— Прокатить денег стоит.

Зот включил двигатель и, развернувшись каким-то лихим, бешеным разворотом, так резко взял с места, что на асфальте остались черные следы протекторов да, пожалуй, еще обжигающий визг резины в ушах девушки.

В этот день она выбрала для себя профессию.

С тех пор Зот приезжал еще несколько раз, но заговорить с ним Полине больше не удавалось. А потом он исчез вовсе, и даже тогда, когда умер отчим, ни Полине, ни ее матери не удалось его найти.

Как ни странно, она помнила его очень долго, но, увы, с годами стирается из памяти не только первая любовь. К десятому классу то яркое и щемящее, что владело всем ее существом раньше, постепенно ушло, уступив место полузабытому и грустному. Но в одном Полина оставалась непреклонна: несмотря на довольно глубокие знания по многим предметам, ни о каком институте она и слышать не хотела.
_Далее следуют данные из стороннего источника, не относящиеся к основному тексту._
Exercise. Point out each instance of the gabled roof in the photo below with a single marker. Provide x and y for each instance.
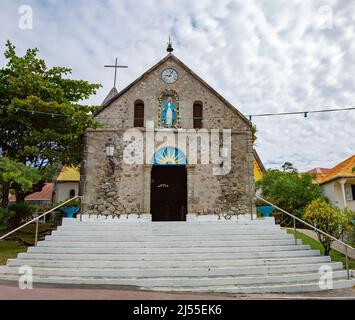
(113, 92)
(69, 174)
(44, 195)
(318, 170)
(345, 169)
(107, 102)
Цель ее была — такси, автомобили и вообще все, связанное с машинами.

Десятый класс она заканчивала уже в вечерней школе и одновременно по направлению одного из таксомоторных парков училась в автошколе водителей-профессионалов. Парк выплачивал стипендию, и это было каким-никаким, а все же подспорьем для матери.

В конце лета Полина на «отлично» сдала все три экзамена в учебном комбинате: устройство, ремонт и обслуживание автомобиля, правила дорожного движения и вождение. Она вернулась в таксопарк, который должен был стать ей родным, но на линейную машину сразу ее не посадили. Завгар, в чье распоряжение она попала, определил ее к снабженцам. Их-то она и возила на старом, невесть как попавшем в парк «газике», который явно был намного старше самого водителя. Так она проработала месяц. А когда он истек и по ее предположению стажировка прошла успешно, она явилась пред плутоватые очи заведующего гаражом и кратко, но твердо заявила, что «училась на государственные деньги не для того, чтоб возить снабженцев пить пиво».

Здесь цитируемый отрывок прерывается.